Add a stateful instance-class step (Pattern 2).

The pipeline automatically:

  1. Instantiates cls with the current DataFrame.
  2. Passes time_column, uuid_column, value_column to the constructor if it accepts those parameters.
  3. Calls the method named by call.
  4. If the method returns a DataFrame, it becomes the new pipeline state. Otherwise a warning is logged and the pipeline continues with the previous DataFrame.

Parameters:

Name Type Description Default
cls Type

The class to instantiate, e.g. DataHarmonizer.

required
call str

Name of the instance method to invoke, e.g. 'resample_to_uniform'.

required
init_kwargs Optional[Dict[str, Any]]

Extra keyword arguments for the constructor (beyond the DataFrame and column names).

None
**method_kwargs Any

Keyword arguments forwarded to the method. Use '$prev' or '$input' as sentinel values.

{}

Returns:

Type Description
FeaturePipeline

self, for method chaining.

Raises:

Type Description
TypeError

If cls is not a class.

AttributeError

If cls does not have a method named call.

ValueError

If kwargs contain an invalid sentinel.

Example::

pipe.add_instance_step(DataHarmonizer,
                       call='resample_to_uniform', freq='1s')
pipe.add_instance_step(CrossSignalAnalytics,
                       call='lead_lag_matrix', max_lag=10)
pipe.add_instance_step(CycleExtractor,
                       call='process_persistent_cycle',
                       init_kwargs={'start_uuid': 'cycle_start'})

add_lambda_step ¤

add_lambda_step(
    func: Callable[[DataFrame], DataFrame],
    name: Optional[str] = None,
) -> FeaturePipeline

Add a custom function step (Pattern 3).

Use this for one-off transformations that don't map to a ts-shape class, such as selecting specific UUIDs or adding derived columns.

Parameters:

Name Type Description Default
func Callable[[DataFrame], DataFrame]

A callable (DataFrame) -> DataFrame.

required
name Optional[str]

Optional label for logging and :meth:describe. Defaults to the function's __name__.

None

Returns:

Type Description
FeaturePipeline

self, for method chaining.

Raises:

Type Description
TypeError

If func is not callable.

Example::

pipe.add_lambda_step(
    lambda df: df[df['uuid'].isin(['temperature', 'pressure'])],
    name='select_signals',
)

describe ¤

describe() -> str

Return a human-readable summary of the pipeline.

Call this before run() to verify the pipeline is wired correctly.

Example output::

FeaturePipeline (1200 rows, 4 cols)
  1. [step]     DoubleFilter.filter_nan_value_double
  2. [instance] DataHarmonizer.resample_to_uniform  freq='1s'
  3. [step]     SegmentExtractor.extract_time_ranges  segment_uuid='order_number'
  4. [step]     SegmentProcessor.apply_ranges  dataframe='$input', time_ranges='$prev'
  5. [step]     TimeWindowedFeatureTable.compute  freq='1min'

run ¤

run() -> pd.DataFrame

Execute all steps sequentially and return the final DataFrame.

Raises:

Type Description
RuntimeError

If any step fails.
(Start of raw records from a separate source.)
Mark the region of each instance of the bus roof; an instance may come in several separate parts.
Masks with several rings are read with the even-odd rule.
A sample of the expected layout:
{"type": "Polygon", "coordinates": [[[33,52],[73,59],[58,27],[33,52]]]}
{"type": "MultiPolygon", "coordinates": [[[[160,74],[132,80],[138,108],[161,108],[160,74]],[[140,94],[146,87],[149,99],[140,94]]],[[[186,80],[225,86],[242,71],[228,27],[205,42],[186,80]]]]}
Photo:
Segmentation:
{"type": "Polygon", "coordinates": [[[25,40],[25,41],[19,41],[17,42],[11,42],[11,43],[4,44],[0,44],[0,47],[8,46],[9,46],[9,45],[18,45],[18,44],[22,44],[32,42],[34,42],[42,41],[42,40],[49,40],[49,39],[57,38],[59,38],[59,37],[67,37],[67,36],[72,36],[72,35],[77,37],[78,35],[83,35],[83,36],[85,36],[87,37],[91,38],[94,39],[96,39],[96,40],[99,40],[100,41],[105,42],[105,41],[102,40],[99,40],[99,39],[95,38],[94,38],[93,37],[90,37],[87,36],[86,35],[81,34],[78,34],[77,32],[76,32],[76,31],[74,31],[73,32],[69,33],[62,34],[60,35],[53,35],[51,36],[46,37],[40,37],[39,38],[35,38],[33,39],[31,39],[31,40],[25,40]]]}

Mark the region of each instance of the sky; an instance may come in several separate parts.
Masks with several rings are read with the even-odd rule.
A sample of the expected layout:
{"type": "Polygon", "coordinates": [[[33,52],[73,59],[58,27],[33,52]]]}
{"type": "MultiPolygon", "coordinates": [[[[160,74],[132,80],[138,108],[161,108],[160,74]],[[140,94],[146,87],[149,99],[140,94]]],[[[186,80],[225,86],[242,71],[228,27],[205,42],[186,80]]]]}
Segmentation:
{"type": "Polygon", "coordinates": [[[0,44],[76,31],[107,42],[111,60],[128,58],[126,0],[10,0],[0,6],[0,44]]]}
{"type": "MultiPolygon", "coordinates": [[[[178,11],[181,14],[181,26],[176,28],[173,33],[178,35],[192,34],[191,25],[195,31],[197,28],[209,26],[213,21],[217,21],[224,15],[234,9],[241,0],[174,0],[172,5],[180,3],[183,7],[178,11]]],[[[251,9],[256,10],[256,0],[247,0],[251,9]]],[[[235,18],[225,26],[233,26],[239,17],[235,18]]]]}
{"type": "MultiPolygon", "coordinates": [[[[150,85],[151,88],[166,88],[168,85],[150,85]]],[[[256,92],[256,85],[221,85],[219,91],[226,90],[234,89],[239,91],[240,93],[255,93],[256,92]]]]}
The error message includes the step number, name, DataFrame shape before the failure, available columns, and the original exception.

run_steps ¤

run_steps() -> Dict[str, pd.DataFrame]

Execute all steps and return intermediate results.

Returns a dict keyed by step name. The key 'input' holds the original DataFrame; subsequent keys are the step names in order. Useful for debugging which step transforms data unexpectedly.

Raises:

Type Description
RuntimeError

If any step fails (same as :meth:run).